The machine is now somewhat reliable. It is stable for around one day (as before) and after reboot or crashes it reconnects all hard drives reliable until they are back online. That is at least some good news. But after around one day the system still reboots or reloads because a drive was missing (I believe). But every connector is pushed in tho the limit, nothing loose in the case.

I am skipping through dmesg and journalctl -xe but i am to less of a pro to spot something what is causing the problem or what OMV pushes to reboot. Above with a drives missing is just a guess but i don’t know.

How You power up it? Maybe here is some issue?
Also big temperature does not help

I power it up over the HAT with a 90W power supply. Temperatures are at low 40s. So should be no problem

Which revision is Yours? 1.1 uses usb-pd and 1.2 has 12V barrel plug.
Temperature and power is always something to consider when talking about stability. I wonder how You managed to get 40°C? Mine at idle is 50.1°C now :confused:

Sorry for the late reply,
if so then i use the revision 1.2 because i have the version with the 12 barrel plug.
I am just now doing tests and for now (1 day) it is running stable. I had a big problem with portainer which took me a while and a lot of forum talk to solve. But now since portainer is fresh, it somehow (until now) runs smooth.
Until i upgrade my system i wanted to make my system stable again so i removed the snapraid and just use mergerfs. Hopefully nothing breaks.
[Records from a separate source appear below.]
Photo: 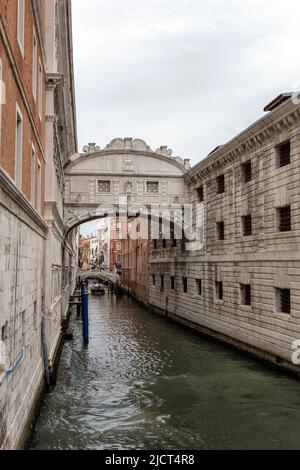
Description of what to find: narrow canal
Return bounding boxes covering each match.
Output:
[30,288,300,450]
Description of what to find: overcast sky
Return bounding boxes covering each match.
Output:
[73,0,300,236]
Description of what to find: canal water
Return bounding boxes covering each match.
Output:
[30,289,300,450]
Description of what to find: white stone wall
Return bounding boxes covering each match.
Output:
[149,98,300,371]
[0,197,45,449]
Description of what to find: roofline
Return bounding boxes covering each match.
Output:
[190,95,299,176]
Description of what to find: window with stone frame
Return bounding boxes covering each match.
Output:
[216,174,225,194]
[98,180,111,193]
[240,284,251,306]
[277,141,291,168]
[242,214,252,236]
[277,205,291,232]
[216,221,225,241]
[275,288,291,314]
[242,160,252,183]
[146,181,159,194]
[215,281,223,300]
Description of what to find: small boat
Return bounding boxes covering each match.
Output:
[91,282,105,295]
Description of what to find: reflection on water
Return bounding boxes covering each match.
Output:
[30,291,300,450]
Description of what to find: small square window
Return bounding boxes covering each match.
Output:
[171,276,175,290]
[277,206,291,232]
[242,160,252,183]
[196,186,204,202]
[215,281,223,300]
[217,221,225,241]
[241,284,251,306]
[242,214,252,236]
[277,141,291,168]
[216,175,225,194]
[182,277,188,293]
[276,288,291,314]
[146,181,159,194]
[98,180,111,193]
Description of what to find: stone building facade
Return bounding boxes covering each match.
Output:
[149,94,300,373]
[0,0,77,450]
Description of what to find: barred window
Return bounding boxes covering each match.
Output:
[196,279,202,296]
[242,214,252,236]
[217,221,225,241]
[196,186,204,202]
[216,174,225,194]
[216,281,223,300]
[146,181,159,194]
[241,284,251,306]
[278,206,291,232]
[276,288,291,314]
[98,180,111,193]
[242,160,252,183]
[277,141,291,168]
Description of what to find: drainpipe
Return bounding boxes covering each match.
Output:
[41,316,50,391]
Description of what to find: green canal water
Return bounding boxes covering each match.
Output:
[30,290,300,450]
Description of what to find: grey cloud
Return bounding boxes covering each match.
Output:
[73,0,300,164]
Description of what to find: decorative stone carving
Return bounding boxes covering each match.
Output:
[122,155,134,171]
[83,143,101,154]
[124,181,133,193]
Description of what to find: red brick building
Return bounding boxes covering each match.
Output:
[0,0,46,213]
[121,218,150,306]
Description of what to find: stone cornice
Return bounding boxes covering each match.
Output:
[31,0,46,70]
[44,201,65,236]
[187,99,300,186]
[0,168,48,233]
[65,150,188,175]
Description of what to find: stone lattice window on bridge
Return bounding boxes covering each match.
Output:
[98,180,111,193]
[146,181,159,194]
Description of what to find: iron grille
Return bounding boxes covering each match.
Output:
[241,284,251,305]
[217,175,225,194]
[197,186,204,202]
[146,181,159,194]
[98,180,111,193]
[216,281,223,300]
[243,215,252,236]
[278,141,291,167]
[280,289,291,314]
[243,160,252,183]
[196,279,202,296]
[279,206,291,232]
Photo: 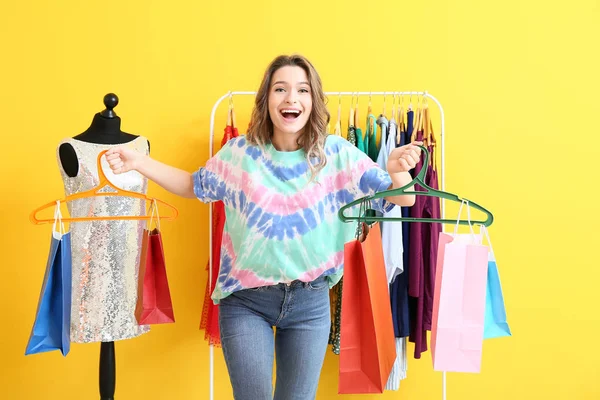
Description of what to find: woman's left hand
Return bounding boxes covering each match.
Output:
[387,141,423,174]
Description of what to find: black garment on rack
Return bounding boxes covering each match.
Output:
[389,110,413,338]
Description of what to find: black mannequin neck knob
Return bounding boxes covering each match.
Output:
[101,93,119,119]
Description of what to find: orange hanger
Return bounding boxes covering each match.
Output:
[30,150,178,225]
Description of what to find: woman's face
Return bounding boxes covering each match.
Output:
[268,65,313,140]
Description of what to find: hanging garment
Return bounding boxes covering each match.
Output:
[407,107,442,358]
[423,111,442,332]
[56,136,151,343]
[347,123,357,146]
[376,115,404,283]
[328,112,367,354]
[328,277,343,354]
[385,117,412,390]
[385,337,407,390]
[200,122,239,347]
[356,125,365,153]
[390,110,413,339]
[366,113,379,161]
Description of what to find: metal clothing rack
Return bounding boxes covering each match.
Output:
[206,91,448,400]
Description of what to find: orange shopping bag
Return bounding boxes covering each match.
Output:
[339,222,396,394]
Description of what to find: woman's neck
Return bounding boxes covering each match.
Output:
[271,130,302,151]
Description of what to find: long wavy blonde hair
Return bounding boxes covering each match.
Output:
[246,54,330,180]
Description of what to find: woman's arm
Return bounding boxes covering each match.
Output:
[105,147,196,199]
[385,170,416,207]
[384,141,422,207]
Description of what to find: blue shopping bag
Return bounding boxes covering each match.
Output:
[481,226,511,339]
[25,202,72,356]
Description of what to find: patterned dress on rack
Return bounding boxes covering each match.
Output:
[56,136,151,343]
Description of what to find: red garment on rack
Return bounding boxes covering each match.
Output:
[199,124,238,346]
[407,129,441,359]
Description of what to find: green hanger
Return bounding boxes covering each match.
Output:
[338,146,494,227]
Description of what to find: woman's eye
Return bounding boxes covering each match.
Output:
[274,87,285,92]
[299,88,309,93]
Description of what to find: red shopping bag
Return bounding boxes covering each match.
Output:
[339,222,396,394]
[135,201,175,325]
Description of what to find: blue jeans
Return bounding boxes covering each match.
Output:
[218,276,331,400]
I get so low temeratures because i have a small fan cooler on top of the raspberry pi but in between the HAT and the PI (very small) but it only keeps the temps on 55°C on high load.
In addition to that i build a small case for the pi and the hard drives and have a noctua fan on each side of the case for constant airflow (smiliar to a server). The fans run at i believe the minimum rpm they offer (300) and are dead silent. I use a noctua fan controller to manually power and set the fan speed to a low rpm.
With that little bit of airflow the PI and my hard drives run on cool temperatures.

For now the case door is only hold with tape strips because i have to open it when i have to get to the hardware.

1 Like

ok, You added big case with even bigger cooling, that changes a lot for temperatures. Original case with its cooling that is rather weak and noisy gives about 50°C and up to 70°C when used. I’m looking for some changes to my design using some turbine fans, that should increase airflow and gain few degrees, but more important - less noise when used.